The excitement and anticipation before this record dropped onto the welcome mat could probably be sensed throughout the Greater London area. Or, at the very least, by the chap in the flat upstairs who banged on the ceiling to drown out both my slightly excitable feminine squealing and the noise that my dancing feet made on the laminate flooring. To be fair though, the chap upstairs showed wonderful taste in the long run, as his banging ceased when I finally put the album on and turned the volume up.
My reaction to receiving this record was borne of three things. Firstly, the fact that this record feels like it's taken so long to arrive; Ladyfuzz have been turning heads around London since they formed via an NME ad in March 2004. Secondly, the fact that the three singles released were such captivatingly brilliant three-minute blasts of pop delight, it became impossible not to yearn to own and listen to EVERYTHING this band produce. And thirdly, because of the wonderful live show that Ladyfuzz put on, both simultaneously seeming unhinged and perfectly planned and executed.
The focal point of the live show and the most immediate thing you notice about the album is the voice of goddess-like Austrian front woman Liz Neumayr. It's easy to dismiss Ladyfuzz as just 'another female-fronted band' on the back of this, and the comparisons that they have received to date bear this out - Yeah Yeah Yeahs, The Slits, Elastica to name a few - but there is much more to Ladyfuzz than just Liz as delving further into the album reveals. Matt Lord's guitar lines wind brilliantly around Ben Esser's wonderful thumping drums and the overall effect is of something that, yes, is close in effect to the Yeah Yeah Yeahs, but is also satisfyingly independent in its own right.
This is an album that, at heart, is just pure, shimmering pop. From the glorious vocal gymnastics and catchy chorus of opener 'Hold Up' (think faster and thusly better Bloc Party basslines with Ari Up exercising over the top), through handclap-tastic Tom Vek-aping 'Monster' single, through to the quite frankly astounding 'Immer Diese Liebe', which starts off like a Shed Seven single for about five seconds and then turns into something so eighties that it could have soundtracked any John Hughes movie, this album is one that doesn't just get your foot tapping, it takes your entire leg off and uses it to slap non-believers in the face.

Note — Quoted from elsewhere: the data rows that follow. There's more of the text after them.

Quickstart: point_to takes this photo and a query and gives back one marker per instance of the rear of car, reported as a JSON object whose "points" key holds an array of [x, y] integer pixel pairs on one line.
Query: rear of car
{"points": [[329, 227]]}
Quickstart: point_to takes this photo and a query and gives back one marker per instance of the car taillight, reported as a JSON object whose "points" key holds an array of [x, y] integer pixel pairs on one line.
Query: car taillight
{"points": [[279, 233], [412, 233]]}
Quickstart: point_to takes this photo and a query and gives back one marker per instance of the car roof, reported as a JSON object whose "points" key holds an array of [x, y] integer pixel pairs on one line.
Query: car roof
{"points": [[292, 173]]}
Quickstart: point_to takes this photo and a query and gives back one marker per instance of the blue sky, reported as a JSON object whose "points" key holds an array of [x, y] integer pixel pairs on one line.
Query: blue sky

My only criticisms of this album are on the surface, I think. You get the impression at times that it has been so carefully produced that certain little nuances are missing. I'd have liked it to be a bit more ragged, a little more on the edge. You do feel at times that Liz is holding something back, and that if only she could let it go that the resulting screaming and wailing noises would improve the album and your life. But then, I suppose, the beauty of Ladyfuzz both as a live band and on record lies in the outer perfection, and this certainly has a lot of that.
Sure the singles stand out at first - but that's only because I've played them so much that I think I've worn grooves in my iTunes. But this album is, once you've given it the attention it demands, the most rewarding 37 minutes so far this year. I'?ve already found myself wandering down the round humming two songs off this album at the same time already this week - I just wish I had enough compartments in my brain to hum all eleven.
I can only hope that the rest of the country wakes up and stops banging on the ceiling long enough to give this record a listen, because it's more than worth it.